Será que diante do barulho da máquina, e do movimento frenético das suas peças, sobrava ao operário algum tempo para a inspiração e criatividade? Talvez aquilo que a empresa mais precisava – ideias para otimizar e melhorar o fluxo da produção – estavam bem ali encarceradas diante do fio, do pequeno orifício e da máquina.
Preciso agora lhes contar uma outra história: a educação ainda possui características análogas àquelas apresentadas no parágrafo anterior. Saibam que a educação padronizada e pasteurizada em suas diversas meadas, acabam por destruir a criatividade e a inovação, que são exatamente os ingredientes e qualidades primordiais para as questões estratégicas de saúde e economia vividas por todos os seres humanos do planeta na atualidade. Ecossistemas saudáveis, nas mais diversas áreas do comércio, da indústria e da prestação de serviços (e aqui está a educação), dependem de pessoas com boas ideias, que se adaptam de forma criativa às mudanças e que estão constantemente buscando soluções inovadoras mesmo diante de cenários de crise.
Diante disso, e provocando os leitores que de alguma forma estão envolvidos com educação, quero lhes apresentar três caminhos possíveis para o cenário educacional da atualidade: faça mudanças rápidas no sistema, pressione por mudanças impactantes no sistema ou assuma a dianteira para soluções fora do sistema.
As estruturas e processos de educação que são executados hoje, na sua grande maioria, não foram planejados tendo em mente o mundo em que vivemos hoje. Em função disso, estamos carentes de um número expressivo de seres humanos que, em conjunto e de forma harmoniosa, encontrem soluções criativas para os problemas complexos que nos afetam agora.

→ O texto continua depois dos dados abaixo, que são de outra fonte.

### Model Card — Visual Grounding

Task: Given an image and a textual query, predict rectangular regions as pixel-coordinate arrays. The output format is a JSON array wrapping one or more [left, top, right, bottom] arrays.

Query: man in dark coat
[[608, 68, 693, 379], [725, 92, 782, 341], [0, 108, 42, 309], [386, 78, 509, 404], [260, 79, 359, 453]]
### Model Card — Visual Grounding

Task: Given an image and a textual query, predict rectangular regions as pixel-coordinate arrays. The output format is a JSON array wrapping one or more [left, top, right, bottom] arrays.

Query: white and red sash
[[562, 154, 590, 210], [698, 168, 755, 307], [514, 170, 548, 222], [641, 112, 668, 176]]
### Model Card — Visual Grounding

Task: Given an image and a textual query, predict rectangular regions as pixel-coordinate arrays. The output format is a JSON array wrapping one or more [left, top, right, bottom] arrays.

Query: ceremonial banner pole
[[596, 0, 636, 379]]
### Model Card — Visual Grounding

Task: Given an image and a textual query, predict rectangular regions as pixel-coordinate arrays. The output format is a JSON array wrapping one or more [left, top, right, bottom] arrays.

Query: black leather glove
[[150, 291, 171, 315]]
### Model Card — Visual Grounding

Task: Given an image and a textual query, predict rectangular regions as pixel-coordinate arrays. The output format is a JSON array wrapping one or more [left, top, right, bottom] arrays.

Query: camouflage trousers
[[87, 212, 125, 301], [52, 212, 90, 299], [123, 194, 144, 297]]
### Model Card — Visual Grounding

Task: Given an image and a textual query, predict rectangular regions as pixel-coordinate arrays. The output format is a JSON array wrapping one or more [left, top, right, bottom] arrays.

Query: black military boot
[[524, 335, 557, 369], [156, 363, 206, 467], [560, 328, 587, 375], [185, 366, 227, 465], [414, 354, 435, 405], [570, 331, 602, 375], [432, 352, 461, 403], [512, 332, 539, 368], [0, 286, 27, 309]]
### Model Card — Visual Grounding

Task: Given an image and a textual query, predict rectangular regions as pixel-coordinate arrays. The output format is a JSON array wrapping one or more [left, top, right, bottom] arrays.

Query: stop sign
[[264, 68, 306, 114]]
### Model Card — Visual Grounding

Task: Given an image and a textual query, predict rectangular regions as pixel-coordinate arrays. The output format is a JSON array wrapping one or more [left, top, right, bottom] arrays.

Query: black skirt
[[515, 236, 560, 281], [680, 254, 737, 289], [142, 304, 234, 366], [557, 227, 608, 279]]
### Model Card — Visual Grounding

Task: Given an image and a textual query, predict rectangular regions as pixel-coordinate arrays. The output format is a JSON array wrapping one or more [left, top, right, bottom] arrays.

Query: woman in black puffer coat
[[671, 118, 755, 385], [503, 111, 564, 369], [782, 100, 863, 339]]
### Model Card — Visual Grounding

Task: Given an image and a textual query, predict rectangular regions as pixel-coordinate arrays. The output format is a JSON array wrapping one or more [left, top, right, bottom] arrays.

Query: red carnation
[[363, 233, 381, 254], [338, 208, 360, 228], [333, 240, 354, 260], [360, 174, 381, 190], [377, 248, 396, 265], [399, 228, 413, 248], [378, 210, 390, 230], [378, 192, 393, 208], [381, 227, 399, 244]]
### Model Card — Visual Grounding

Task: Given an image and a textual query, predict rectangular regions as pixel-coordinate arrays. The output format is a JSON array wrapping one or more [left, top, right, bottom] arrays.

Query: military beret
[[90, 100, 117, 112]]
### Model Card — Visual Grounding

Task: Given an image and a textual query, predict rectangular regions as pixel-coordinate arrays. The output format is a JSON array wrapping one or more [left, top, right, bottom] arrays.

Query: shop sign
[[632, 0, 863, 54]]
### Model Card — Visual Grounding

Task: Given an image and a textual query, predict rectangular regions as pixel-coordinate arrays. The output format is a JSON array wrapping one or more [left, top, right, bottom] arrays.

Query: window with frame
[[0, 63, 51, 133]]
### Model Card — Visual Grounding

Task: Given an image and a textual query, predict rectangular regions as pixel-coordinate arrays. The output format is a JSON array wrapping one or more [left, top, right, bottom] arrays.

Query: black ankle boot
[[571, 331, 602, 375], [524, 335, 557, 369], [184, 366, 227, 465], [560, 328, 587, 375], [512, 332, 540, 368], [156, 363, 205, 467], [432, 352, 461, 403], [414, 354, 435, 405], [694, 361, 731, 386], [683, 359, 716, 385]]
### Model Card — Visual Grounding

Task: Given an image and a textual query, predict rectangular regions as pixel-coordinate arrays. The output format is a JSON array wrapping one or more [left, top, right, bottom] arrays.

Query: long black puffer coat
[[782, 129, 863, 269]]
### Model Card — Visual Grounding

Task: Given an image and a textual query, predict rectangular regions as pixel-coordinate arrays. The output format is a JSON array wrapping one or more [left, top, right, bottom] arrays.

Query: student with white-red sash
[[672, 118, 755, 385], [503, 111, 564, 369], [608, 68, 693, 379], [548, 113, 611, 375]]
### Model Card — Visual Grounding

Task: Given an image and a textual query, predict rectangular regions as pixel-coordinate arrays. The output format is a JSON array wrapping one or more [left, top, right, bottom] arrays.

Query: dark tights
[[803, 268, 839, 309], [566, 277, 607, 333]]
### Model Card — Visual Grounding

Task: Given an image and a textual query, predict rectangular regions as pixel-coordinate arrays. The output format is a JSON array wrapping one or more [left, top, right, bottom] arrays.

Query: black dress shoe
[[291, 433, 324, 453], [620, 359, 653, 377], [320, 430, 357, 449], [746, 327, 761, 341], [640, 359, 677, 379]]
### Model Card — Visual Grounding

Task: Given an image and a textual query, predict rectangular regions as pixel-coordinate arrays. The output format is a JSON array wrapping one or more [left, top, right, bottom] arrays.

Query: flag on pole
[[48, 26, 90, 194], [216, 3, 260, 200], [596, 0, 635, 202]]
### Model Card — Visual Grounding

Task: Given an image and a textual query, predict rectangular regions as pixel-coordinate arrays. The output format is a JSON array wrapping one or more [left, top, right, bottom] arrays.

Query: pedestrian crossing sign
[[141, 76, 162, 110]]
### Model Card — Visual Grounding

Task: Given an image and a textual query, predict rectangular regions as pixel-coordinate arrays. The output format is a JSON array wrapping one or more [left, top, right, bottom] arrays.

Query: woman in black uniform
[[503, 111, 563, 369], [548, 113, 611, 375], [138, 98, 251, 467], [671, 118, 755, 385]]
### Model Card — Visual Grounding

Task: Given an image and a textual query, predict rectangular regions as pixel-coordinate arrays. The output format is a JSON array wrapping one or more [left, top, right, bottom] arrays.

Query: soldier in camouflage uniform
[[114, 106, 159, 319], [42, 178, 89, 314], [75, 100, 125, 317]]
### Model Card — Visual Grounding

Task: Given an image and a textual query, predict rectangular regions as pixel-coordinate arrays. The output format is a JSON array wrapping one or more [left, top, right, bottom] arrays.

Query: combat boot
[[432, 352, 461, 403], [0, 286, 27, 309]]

Há 50 anos a população do mundo era de 3,6 bilhões de pessoas e hoje temos pouco mais que o dobro disso. Nunca antes, na história da humanidade, tivemos tanta gente vivendo ao mesmo tempo na superfície do planeta e isso está em franco crescimento. Assim como estão crescendo de forma exponencial as tecnologias digitais que transformam, sem pedir licença, a forma como trabalhamos, compramos, vendemos, sentimos, nos relacionamos e aprendemos. E essa revolução mal começamos a experimentar de fato. O que conseguimos ver é só a ponta do icerberg das incríveis disrupções que baterão à porta de todos em breve.
Pelos quatro cantos do mundo temos observado instituições de ensino, por meio dos seus professores, experimentarem e testarem um novo jeito de fazer a aprendizagem continuar, apesar das portas das escolas estarem fechadas. Com isso, não será possível admitir a hipótese de que, quando a vida voltar ao normal, a educação não tenha evoluído para um próximo nível. Esse legado de descobertas, de encontrar novos caminhos, de criar novidades para resolver os velhos problemas, de fazer juntos e de compartilhar para que o outro melhore, de misturar o melhor dos seres humanos com ingredientes tecnológicos como ferramentas para potencializar o aprendizado, de entregar carinho e afeto junto com o conteúdo curricular ainda que por meio de uma vídeo-aula, precisa permanecer e melhorar a cada ano letivo.
Caso isso não aconteça, perderemos uma incrível oportunidade de mudança. Perderemos, mais uma vez, o “fio da meada” da Educação.
*Texto escrito pelo Professor José Motta, engenheiro, gestor educacional, especialista em Principles of Technology, Mestre em Tecnologias Emergentes em Educação e Consultor em Metodologias Ativas de Ensino, Inovação Educacional e Tecnologias Educacionais. O profissional colabora voluntariamente com o Instituto GRPCOM no Blog Educação e Mídia.